Regardless of the brainless optimism evoked by Yellen’s say-nothing speech yesterday, the signals before and after she spoke suggest that the Fed’s new nickname – the Federal Open Mouth Committee – is well deserved.

The economic goforit optimists are about to be hoist by their own petard of “the data simply doesn’t support this” whenever the bourses show some unease. The data doesn’t support the optimists who see green shoots – and it won’t be long before the markets catch on. The Slog aggregates the evidence for the case that Bears are about to sh*t in the buds.

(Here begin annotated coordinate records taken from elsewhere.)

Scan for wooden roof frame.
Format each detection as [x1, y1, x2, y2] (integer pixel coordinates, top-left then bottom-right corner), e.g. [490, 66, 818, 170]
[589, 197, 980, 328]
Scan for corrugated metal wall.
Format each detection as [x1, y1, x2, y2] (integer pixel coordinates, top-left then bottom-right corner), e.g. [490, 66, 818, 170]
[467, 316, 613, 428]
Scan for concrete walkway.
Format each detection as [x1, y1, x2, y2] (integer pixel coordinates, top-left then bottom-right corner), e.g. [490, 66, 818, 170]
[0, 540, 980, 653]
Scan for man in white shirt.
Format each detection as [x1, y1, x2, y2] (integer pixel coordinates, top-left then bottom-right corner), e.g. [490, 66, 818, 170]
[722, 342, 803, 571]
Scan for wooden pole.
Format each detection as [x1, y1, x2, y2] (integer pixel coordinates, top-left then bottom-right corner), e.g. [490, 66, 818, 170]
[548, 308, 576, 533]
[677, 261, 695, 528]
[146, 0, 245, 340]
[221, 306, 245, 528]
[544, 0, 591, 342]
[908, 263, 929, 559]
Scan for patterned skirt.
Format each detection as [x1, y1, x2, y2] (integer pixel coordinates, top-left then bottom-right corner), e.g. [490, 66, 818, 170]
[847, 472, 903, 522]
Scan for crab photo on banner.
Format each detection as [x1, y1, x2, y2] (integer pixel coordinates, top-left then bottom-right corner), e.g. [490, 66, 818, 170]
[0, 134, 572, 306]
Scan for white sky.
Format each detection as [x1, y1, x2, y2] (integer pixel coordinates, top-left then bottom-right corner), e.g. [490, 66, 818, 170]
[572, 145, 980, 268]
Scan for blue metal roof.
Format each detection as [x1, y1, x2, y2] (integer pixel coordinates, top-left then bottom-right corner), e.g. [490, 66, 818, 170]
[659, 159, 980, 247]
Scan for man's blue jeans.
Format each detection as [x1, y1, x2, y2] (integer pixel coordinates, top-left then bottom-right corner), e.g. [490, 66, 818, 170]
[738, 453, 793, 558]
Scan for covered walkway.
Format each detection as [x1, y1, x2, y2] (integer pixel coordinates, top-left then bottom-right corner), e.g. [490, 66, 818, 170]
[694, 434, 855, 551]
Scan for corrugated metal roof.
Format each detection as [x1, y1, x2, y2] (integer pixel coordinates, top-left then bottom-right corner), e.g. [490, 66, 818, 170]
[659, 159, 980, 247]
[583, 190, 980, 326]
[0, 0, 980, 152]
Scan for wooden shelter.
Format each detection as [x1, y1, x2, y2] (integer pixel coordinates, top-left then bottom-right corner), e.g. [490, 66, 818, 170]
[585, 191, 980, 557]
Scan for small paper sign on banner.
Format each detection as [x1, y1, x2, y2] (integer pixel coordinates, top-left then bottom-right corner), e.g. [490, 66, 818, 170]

  1. Quite how I missed this yesterday I don’t know, but I’ve just caught up with the Atlanta FED’s GDP predictions for the US…which are usually on the ball. During the first few weeks of 2016 – even while the markets were ‘volatile’ – the average growth forecast for US GDP was between two and three per cent. Six days ago, the Atlanta slashed their forecast to 1.4%. Four days later, they slaughtered it AGAIN to 0.6%.
  2. Towards the close yesterday, Boombust TV was searching round for new euphemisms, eventually settling on ‘slowdown’, and the Dow dropped 1.9%.
  3. Following some atrocious industrial output numbers, both the Japanese markets fell 1.5% overnight.
  4. If you’re a fan of the Elliott Wave analysis system (and I am – see earlier Slogposts on classic correction territory) then you won’t be happy with the current signals. Robert Prechter is widely respected on Wall Street as The Man when it comes to the Elliott Wave principle. He opines, “the stock market is at high risk of a sharp collapse. Near term, we’re prepared to see the Dow make one more high. But it doesn’t have to happen.” In particular he cites “extreme optimism for over two years” and “a dramatic lessening in the number of stock participants” in recent rallies. We are also seeing suspiciously low volumes….a point stressed by Bloomberg TV yesterday. (Hat-tip to NTMarkets for pointing all this up.)
  5. Brazil (Latin America’s biggest economy) is experiencing its worst recession ever. It stalled in 2014, shrank 3.8% last year and now faces a similar contraction this year. Unemployment rose to 9.5% last week, wages fell 2.4%, one in five young Brazilians is out of work, and the situation isn’t helped by either the US Fed’s rate rise, or a  crippling political crisis. The President Dilma Rousseff faces impeachment, there are widening corruption scandals surrounding the state oil company and multiple retailers, and the country’s biggest commodity, coffee, has just suffered a $5 price cut. The situation is not helped by a strong presence of Portuguese owned concerns, and two giant French supermarket chains – Intermarché and Casino – both of whom are in trouble there.
  6. France itself continues to muddle along, but the signs of universal discounting simply cannot be ignored. New stock in hardware stores and Spring fashion clothing are on offer at 50% off. At last, the Government has had to admit that France’s economic growth “will lag behind most of the eurozone” in 2016, yet somehow sees a growth for the year at 1.2%. It will do well to manage half of that.
  7. Saudi Arabia ran a whopping $98billion budget deficit last year, which isn’t forecast to drop much this year. I don’t think it will drop at all, and may well rise – for I’m convinced we’re about the see another lower level for oil. The Saudis have had to introduce VAT for the first time, cut social welfare, and sell off some industries to the private sector. Plus, of course, it’s engaged in an expensive war in Yemen…which, oddly, isn’t included in the cost numbers – always a bad sign.
  8. Admitting that the Chinese economy is at “a critical juncture”, the Bank of China then proceeded to come out with some delightful woffle about what happens next:


And so let us now steel ourselves to our task, structure those gear-shifts and change the impetus drive so that we finally zig-zag around the bumps, arrriving at last in the sunny uplands where we exchange growth for development, and turn that 86% of Chinese currently at or below subsistence level into sophisticated service consumers in one mighty Five Year Plan.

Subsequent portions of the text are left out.